Publication: Journal of Studies on Alcohol
Publication Date: 01-NOV-06
Format: Online
Delivery: Immediate Online Access

Article Excerpt
THIS ARTICLE PRESENTS EVIDENCE concerning the role of alcohol taxation in the determination of aggregate mortality rates due to cirrhosis of the liver. Numerous studies have demonstrated that alcohol taxes or prices affect total alcohol consumption (this literature is reviewed by Osterberg, 1995) and that aggregate alcohol consumption affects cirrhosis mortality rates (e.g., Gruenewald and Ponicki, 1995; Ramstedt, 2001; Schmidt, 1977; Smart and Mann, 1987). However, other evidence suggests that the heavy drinkers who are most at risk for cirrhosis may be less responsive to price than are other drinkers (e.g., Manning et al., 1995; Stout et al., 2000).

A smaller number of studies have explicitly examined the impact of alcohol taxes or prices on cirrhosis rates using aggregate-level data. Cook (1981) showed that tax hikes on distilled spirits had a significant impact on cirrhosis mortality in 30 U.S. license states using a "quasi-experimental" approach, but this study's findings may not be reliable because of a lack of controls for tax and price changes in "comparison" states. Cook and Tauchen (1982) used more appropriate panel regression methods to analyze cirrhosis mortality for the same 30 license states during the period 1972-1977. This study's fixed-effects specifications mitigate excluded-variable bias by employing state and year dummy variables to control for unexplained cross-sectional and time-series variation in sentiments toward alcohol, which affect both tax levels and alcohol use.

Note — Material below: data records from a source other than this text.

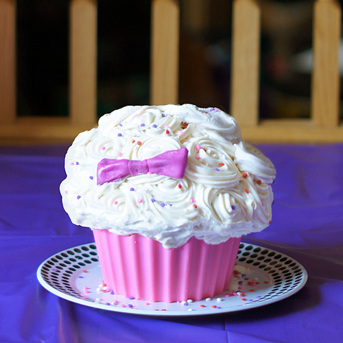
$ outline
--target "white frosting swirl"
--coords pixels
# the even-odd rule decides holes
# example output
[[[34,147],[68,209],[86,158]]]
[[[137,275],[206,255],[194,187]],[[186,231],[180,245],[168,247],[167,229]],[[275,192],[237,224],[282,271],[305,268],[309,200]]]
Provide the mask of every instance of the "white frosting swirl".
[[[185,147],[183,179],[154,174],[97,185],[104,158],[142,160]],[[275,177],[270,161],[242,141],[235,120],[193,105],[127,106],[80,134],[65,159],[62,202],[71,221],[176,248],[191,237],[216,244],[265,228]]]

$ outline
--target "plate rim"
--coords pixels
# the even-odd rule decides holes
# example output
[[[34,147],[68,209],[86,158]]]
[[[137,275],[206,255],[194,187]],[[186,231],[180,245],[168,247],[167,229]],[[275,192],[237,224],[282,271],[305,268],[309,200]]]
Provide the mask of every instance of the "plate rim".
[[[38,281],[40,283],[41,286],[43,287],[45,289],[47,289],[48,292],[54,294],[54,295],[58,296],[59,298],[67,300],[69,301],[71,301],[74,303],[77,303],[79,305],[82,305],[85,306],[88,306],[90,307],[93,308],[96,308],[98,309],[104,309],[106,311],[115,311],[115,312],[121,312],[121,313],[126,313],[126,314],[134,314],[134,315],[140,315],[140,316],[211,316],[211,315],[215,315],[215,314],[229,314],[232,312],[237,312],[237,311],[245,311],[248,309],[252,309],[255,308],[259,308],[263,306],[265,306],[268,305],[270,305],[272,303],[277,303],[279,301],[281,301],[282,300],[286,299],[292,295],[295,294],[298,292],[299,292],[306,284],[307,280],[308,280],[308,273],[306,270],[306,269],[304,268],[304,266],[300,263],[298,261],[296,261],[295,259],[292,258],[292,257],[289,256],[287,254],[284,254],[283,252],[281,252],[278,250],[276,250],[274,249],[265,247],[263,246],[259,245],[259,244],[255,244],[250,242],[245,242],[245,241],[241,241],[240,245],[239,245],[239,252],[241,250],[241,246],[243,245],[244,248],[248,247],[250,246],[252,246],[254,249],[256,248],[260,248],[260,249],[263,249],[263,250],[268,250],[268,252],[270,253],[274,253],[275,254],[279,254],[281,255],[283,258],[283,257],[287,257],[289,260],[291,259],[294,263],[296,263],[298,265],[298,269],[301,270],[302,274],[303,274],[303,277],[301,279],[301,281],[296,285],[295,287],[294,287],[292,289],[289,290],[288,292],[284,293],[283,294],[278,296],[275,296],[274,298],[272,298],[270,299],[266,299],[264,300],[262,300],[261,302],[257,302],[257,303],[245,303],[241,304],[241,305],[239,306],[235,306],[234,307],[225,307],[225,308],[218,308],[215,311],[211,310],[211,311],[172,311],[172,310],[168,310],[168,311],[156,311],[154,309],[132,309],[130,307],[117,307],[117,306],[108,306],[108,305],[106,304],[102,304],[99,303],[96,303],[95,301],[91,301],[89,300],[86,300],[86,299],[82,299],[79,298],[76,298],[75,296],[67,294],[66,293],[64,293],[63,292],[61,292],[58,290],[58,289],[54,287],[51,285],[49,285],[43,277],[42,276],[42,268],[45,266],[49,260],[51,260],[52,258],[55,257],[56,255],[60,255],[63,252],[67,252],[67,250],[71,250],[77,248],[81,248],[82,246],[91,246],[91,245],[95,246],[95,242],[90,242],[90,243],[84,243],[82,244],[79,244],[75,246],[73,246],[71,248],[68,248],[67,249],[64,249],[62,250],[60,250],[60,252],[56,252],[51,255],[49,257],[46,259],[45,261],[43,261],[39,265],[39,267],[37,269],[36,271],[36,276],[38,279]],[[252,250],[252,249],[250,249]],[[239,254],[237,254],[237,256],[239,256]],[[237,260],[239,261],[239,259],[237,258]],[[98,262],[94,262],[94,263],[98,263]],[[242,265],[243,263],[239,263],[237,264]],[[257,270],[257,266],[256,268],[252,268],[252,269],[255,269]],[[226,291],[224,293],[227,293],[228,291]],[[220,295],[215,296],[213,298],[217,298],[218,296],[220,296]],[[197,303],[200,302],[200,301],[204,301],[203,300],[198,300]],[[155,303],[155,304],[163,304],[166,303],[163,302],[158,302],[158,303],[152,303],[150,302],[150,303]]]

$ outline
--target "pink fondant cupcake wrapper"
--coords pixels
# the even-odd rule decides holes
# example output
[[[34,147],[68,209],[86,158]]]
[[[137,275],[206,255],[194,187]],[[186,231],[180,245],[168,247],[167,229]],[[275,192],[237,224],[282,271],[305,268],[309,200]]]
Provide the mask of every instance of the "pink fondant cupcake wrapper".
[[[157,302],[198,300],[227,290],[239,238],[206,244],[191,238],[166,249],[139,235],[119,235],[94,230],[104,281],[108,289],[127,297]]]

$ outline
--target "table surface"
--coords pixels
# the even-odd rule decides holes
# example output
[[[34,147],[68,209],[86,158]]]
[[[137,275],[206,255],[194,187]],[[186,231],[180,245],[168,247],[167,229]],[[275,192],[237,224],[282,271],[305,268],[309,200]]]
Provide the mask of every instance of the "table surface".
[[[259,308],[169,318],[86,307],[40,285],[36,272],[43,261],[93,241],[62,206],[67,147],[0,147],[0,342],[342,342],[343,144],[258,147],[277,171],[273,220],[242,240],[296,259],[307,284]]]

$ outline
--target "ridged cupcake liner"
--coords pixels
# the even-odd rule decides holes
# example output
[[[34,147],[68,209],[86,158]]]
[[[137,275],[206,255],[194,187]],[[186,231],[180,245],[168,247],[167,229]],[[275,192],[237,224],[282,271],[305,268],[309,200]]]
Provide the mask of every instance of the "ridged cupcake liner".
[[[135,234],[94,230],[108,289],[152,302],[199,300],[227,290],[241,238],[207,244],[191,238],[177,248]]]

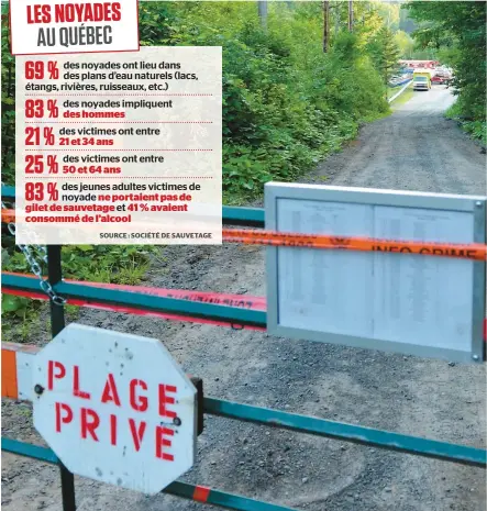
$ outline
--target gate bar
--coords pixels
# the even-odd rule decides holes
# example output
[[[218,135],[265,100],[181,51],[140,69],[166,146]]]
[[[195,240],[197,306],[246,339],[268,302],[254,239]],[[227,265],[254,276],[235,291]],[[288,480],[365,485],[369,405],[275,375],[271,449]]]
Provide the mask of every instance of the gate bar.
[[[287,413],[213,398],[204,398],[203,410],[204,413],[212,415],[339,438],[356,444],[374,445],[378,448],[454,462],[461,465],[486,468],[487,463],[487,452],[480,448],[328,421],[316,416]]]
[[[265,311],[217,306],[214,303],[192,302],[141,292],[96,288],[82,284],[70,284],[65,281],[52,284],[53,289],[64,298],[91,299],[100,303],[131,306],[135,309],[177,313],[185,316],[203,318],[215,321],[230,321],[237,324],[250,324],[264,327],[267,325],[267,314]],[[2,287],[11,289],[38,291],[38,282],[30,277],[2,274],[1,285]]]
[[[1,442],[2,451],[35,458],[40,462],[59,464],[58,457],[48,447],[27,444],[18,440],[4,438]],[[163,490],[163,493],[181,497],[184,499],[203,502],[220,508],[234,509],[236,511],[297,511],[296,509],[285,506],[263,502],[261,500],[248,499],[239,495],[228,493],[222,490],[214,490],[199,485],[190,485],[188,482],[175,481]]]
[[[14,200],[15,187],[3,185],[1,189],[1,195],[4,199]],[[252,227],[263,227],[265,224],[264,209],[223,205],[222,220],[223,223],[230,225],[248,225]]]
[[[52,286],[63,279],[63,268],[60,263],[60,245],[47,245],[47,278]],[[53,338],[64,330],[66,321],[64,318],[64,307],[55,304],[49,299],[51,306],[51,333]],[[76,511],[75,476],[58,462],[60,470],[60,491],[63,495],[63,511]]]

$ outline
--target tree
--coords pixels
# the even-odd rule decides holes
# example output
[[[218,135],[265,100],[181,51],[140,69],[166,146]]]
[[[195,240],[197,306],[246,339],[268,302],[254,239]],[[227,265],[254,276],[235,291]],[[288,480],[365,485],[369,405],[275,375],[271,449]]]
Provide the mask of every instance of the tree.
[[[323,1],[323,52],[328,52],[330,44],[330,0]]]
[[[348,32],[353,32],[353,1],[348,0]]]
[[[267,0],[258,1],[258,18],[263,29],[267,29]]]
[[[387,85],[399,69],[399,48],[394,40],[392,32],[383,26],[369,45],[369,52],[377,70]]]
[[[412,58],[412,54],[414,52],[414,40],[409,34],[398,30],[394,34],[394,41],[396,42],[402,58]]]

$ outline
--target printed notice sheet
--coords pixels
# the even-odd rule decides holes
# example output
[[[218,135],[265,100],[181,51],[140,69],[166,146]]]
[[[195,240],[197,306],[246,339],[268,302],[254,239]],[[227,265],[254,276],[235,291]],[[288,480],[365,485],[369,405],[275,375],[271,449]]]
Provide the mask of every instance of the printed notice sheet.
[[[278,199],[277,230],[473,243],[463,212]],[[469,351],[473,262],[384,252],[278,251],[278,323],[308,331]]]

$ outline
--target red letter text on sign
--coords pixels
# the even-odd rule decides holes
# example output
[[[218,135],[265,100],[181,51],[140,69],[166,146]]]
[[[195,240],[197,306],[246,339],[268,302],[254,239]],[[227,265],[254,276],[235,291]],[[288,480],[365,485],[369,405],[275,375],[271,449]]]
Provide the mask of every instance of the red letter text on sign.
[[[88,421],[91,418],[91,421]],[[89,408],[81,408],[81,438],[86,438],[88,433],[98,442],[98,436],[95,430],[100,425],[100,418],[95,410]]]
[[[73,378],[73,396],[82,399],[90,399],[90,395],[85,392],[84,390],[79,389],[79,367],[75,366],[74,370],[74,378]]]
[[[54,373],[57,369],[57,373]],[[47,390],[53,390],[54,378],[63,379],[66,376],[66,368],[59,362],[49,360],[47,364]]]
[[[62,416],[60,411],[65,414]],[[73,421],[73,410],[65,403],[56,403],[56,432],[60,433],[60,424],[69,424]]]
[[[145,410],[147,410],[147,407],[148,407],[147,398],[145,396],[137,396],[135,393],[135,388],[137,385],[142,387],[142,390],[147,390],[147,384],[145,381],[131,380],[130,382],[130,406],[137,412],[145,412]]]
[[[110,442],[117,445],[117,415],[110,415]]]
[[[159,415],[161,416],[169,416],[174,419],[176,416],[176,412],[171,410],[167,410],[166,404],[174,404],[174,398],[167,396],[168,392],[174,393],[176,392],[176,387],[173,385],[159,385]]]
[[[113,401],[118,407],[120,407],[119,392],[117,390],[115,380],[111,373],[108,375],[107,384],[104,384],[103,393],[101,396],[102,403],[108,401]]]
[[[135,451],[141,448],[142,438],[144,437],[145,426],[147,425],[144,421],[139,424],[139,427],[135,427],[135,421],[129,419],[130,431],[132,433],[132,438],[134,440]]]
[[[174,431],[169,427],[157,426],[156,427],[156,458],[166,459],[166,462],[174,462],[174,456],[167,454],[164,451],[164,446],[170,447],[170,440],[165,438],[165,436],[173,436]]]

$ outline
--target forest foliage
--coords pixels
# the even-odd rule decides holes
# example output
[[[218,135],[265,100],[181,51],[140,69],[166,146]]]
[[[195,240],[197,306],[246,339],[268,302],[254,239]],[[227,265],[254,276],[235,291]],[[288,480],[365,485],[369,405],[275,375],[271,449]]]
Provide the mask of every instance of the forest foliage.
[[[384,26],[376,2],[332,2],[331,47],[322,48],[321,2],[141,2],[142,45],[223,47],[223,189],[226,203],[269,180],[294,180],[388,112],[369,43]],[[2,23],[2,163],[13,179],[14,69]],[[7,51],[5,51],[7,49]]]
[[[450,115],[487,143],[486,136],[486,5],[472,2],[410,2],[410,16],[419,24],[417,44],[433,48],[454,70],[452,86],[458,96]]]

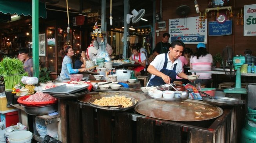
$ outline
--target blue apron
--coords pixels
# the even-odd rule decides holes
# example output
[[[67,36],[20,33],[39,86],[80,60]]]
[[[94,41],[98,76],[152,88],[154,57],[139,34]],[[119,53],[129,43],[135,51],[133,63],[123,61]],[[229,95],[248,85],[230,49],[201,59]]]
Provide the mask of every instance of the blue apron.
[[[165,53],[165,58],[164,60],[164,64],[163,64],[163,68],[161,70],[160,72],[163,73],[165,75],[167,75],[172,79],[171,81],[171,83],[172,83],[176,79],[176,66],[177,63],[176,63],[174,65],[172,70],[170,70],[166,69],[167,66],[167,63],[168,62],[168,59],[167,59],[167,54]],[[163,81],[163,79],[160,77],[156,75],[155,76],[153,79],[151,79],[148,85],[148,86],[151,86],[152,85],[155,86],[159,86],[161,84],[165,84],[165,82]]]

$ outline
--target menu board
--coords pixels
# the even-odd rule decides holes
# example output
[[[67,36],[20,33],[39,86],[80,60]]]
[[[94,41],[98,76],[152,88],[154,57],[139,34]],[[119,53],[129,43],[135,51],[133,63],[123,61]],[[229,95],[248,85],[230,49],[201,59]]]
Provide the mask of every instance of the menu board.
[[[244,6],[243,36],[256,35],[256,4]]]
[[[169,43],[176,39],[185,44],[206,43],[207,40],[207,19],[200,21],[199,17],[169,20]],[[200,27],[202,22],[202,27]]]
[[[223,23],[217,21],[209,22],[209,36],[223,36],[232,34],[232,20]]]

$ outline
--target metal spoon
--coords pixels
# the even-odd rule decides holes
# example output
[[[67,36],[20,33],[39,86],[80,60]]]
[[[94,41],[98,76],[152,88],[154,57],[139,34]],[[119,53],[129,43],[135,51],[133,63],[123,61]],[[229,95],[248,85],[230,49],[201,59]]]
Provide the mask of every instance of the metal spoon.
[[[189,92],[187,91],[187,90],[186,90],[185,91],[179,91],[176,88],[174,88],[174,86],[172,85],[172,84],[170,84],[170,85],[171,85],[171,86],[175,89],[176,91],[180,92],[180,98],[182,99],[186,100],[189,97]]]
[[[100,84],[99,85],[103,85],[103,84],[107,84],[110,83],[112,83],[112,82],[108,82],[107,83],[103,83],[102,84]],[[94,86],[93,86],[93,88],[94,88],[94,89],[97,89],[97,88],[98,88],[98,83],[96,83],[95,84],[94,84]]]
[[[124,107],[122,105],[118,105],[117,106],[116,105],[106,105],[106,106],[102,106],[103,107],[118,107],[119,108],[124,108]]]
[[[204,94],[204,95],[206,95],[207,97],[210,98],[211,98],[211,99],[214,99],[214,100],[216,100],[216,99],[215,99],[215,98],[213,98],[213,97],[211,97],[210,95],[209,95],[209,94],[208,94],[205,93],[205,92],[201,92],[201,93],[203,93],[203,94]]]

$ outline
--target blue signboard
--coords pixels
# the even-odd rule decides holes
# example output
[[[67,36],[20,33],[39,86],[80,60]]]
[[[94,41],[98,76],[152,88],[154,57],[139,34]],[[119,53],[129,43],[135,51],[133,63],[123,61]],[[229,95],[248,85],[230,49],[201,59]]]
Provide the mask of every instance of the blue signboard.
[[[222,36],[232,34],[232,20],[227,20],[223,23],[209,22],[209,36]]]
[[[173,41],[176,39],[178,39],[182,40],[184,43],[203,43],[205,41],[205,36],[204,35],[172,36],[171,37],[171,41]]]

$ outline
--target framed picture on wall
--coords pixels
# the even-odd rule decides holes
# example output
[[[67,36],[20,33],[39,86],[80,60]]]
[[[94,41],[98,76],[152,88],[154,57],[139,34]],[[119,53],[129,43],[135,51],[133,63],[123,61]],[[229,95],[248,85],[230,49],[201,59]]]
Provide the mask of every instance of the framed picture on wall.
[[[40,56],[45,56],[45,33],[39,34],[39,52]]]

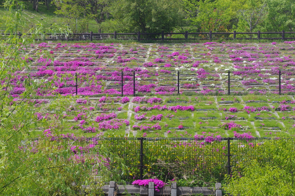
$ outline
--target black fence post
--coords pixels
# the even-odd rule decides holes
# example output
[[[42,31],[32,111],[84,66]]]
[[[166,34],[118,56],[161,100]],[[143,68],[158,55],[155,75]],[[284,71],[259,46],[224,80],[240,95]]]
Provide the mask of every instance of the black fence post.
[[[76,96],[78,94],[78,76],[77,73],[75,74],[75,80],[76,82]]]
[[[121,72],[121,93],[123,96],[123,72]]]
[[[139,166],[140,168],[140,179],[141,180],[142,180],[143,177],[143,156],[144,155],[143,154],[143,140],[145,140],[145,138],[141,137],[139,138],[137,138],[137,139],[139,140],[140,141],[140,154],[139,155],[140,156],[140,165]]]
[[[137,32],[137,40],[139,42],[140,41],[140,31]]]
[[[93,32],[90,31],[90,41],[91,42],[93,40]]]
[[[229,71],[228,74],[228,93],[229,95],[230,94],[230,72]]]
[[[177,94],[179,94],[179,71],[177,71]]]
[[[278,94],[281,95],[281,70],[278,71]]]
[[[135,71],[133,71],[133,96],[135,97]]]
[[[227,138],[227,165],[226,166],[227,168],[227,175],[230,175],[230,138]]]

Using this fixed-effects approach, Cook and Tauchen (1982) found that higher taxes on distilled spirits were associated with significant reductions in cirrhosis mortality rates. This issue has been investigated by more recent studies but with inconsistent findings. Saffer (1991) and Young (1993), using the same 1970-1983 panel data for 17 European countries, found that average alcohol prices had a significant negative impact on cirrhosis death rates. Studies using U.S. state-level panel data, however, failed to find significant impact of taxes or prices on cirrhosis mortality rates in models incorporating both state and year dummy variables (Grossman, 1993; Heien and Pompelli, 1987; Sloan et al., 1994). Of these U.S. studies, the first two included no control variables other than price and income in their fixed-effects specifications, whereas the third covered a short span of years (1982-1988) and included covariates primarily related to prevention of driving under the influence. The current study contributes to this literature by using a longer, more recent period, adding relevant covariates to lessen the risk of excluded-variable bias, improving statistical efficiency through the use of random-effects models, and introducing corrections to reduce the impact of heteroscedasticity and autocorrelated residuals.

Method

The analyses here extend those of Cook and Tauchen (1982) using data from the same 30 U.S. license states included in that study. The current analyses cover the period 1971-1998, compared with the 1962-1977 data set used in the earlier study. The archival data were drawn from a database developed by Ponicki (2004), which includes detailed citations of data sources. The dependent variable in all models is cirrhosis deaths per 1,000 residents ages 15 and older (National Center for Health Statistics, 1985, 2000, 2003). Cirrhosis deaths are defined by underlying cause of death codes 571.0-571.9 from the eighth (1971-1978) and ninth (1979-1998) revisions of the International Classification of Diseases (World Health Organization, 1967; Puckett, 1991). Cirrhosis mortality is included regardless of specific mention of alcohol, because alcohol attribution may vary by place or time and because deaths coded as nonalcoholic have been shown to be significantly associated with alcohol consumption (Ramstedt, 2003)....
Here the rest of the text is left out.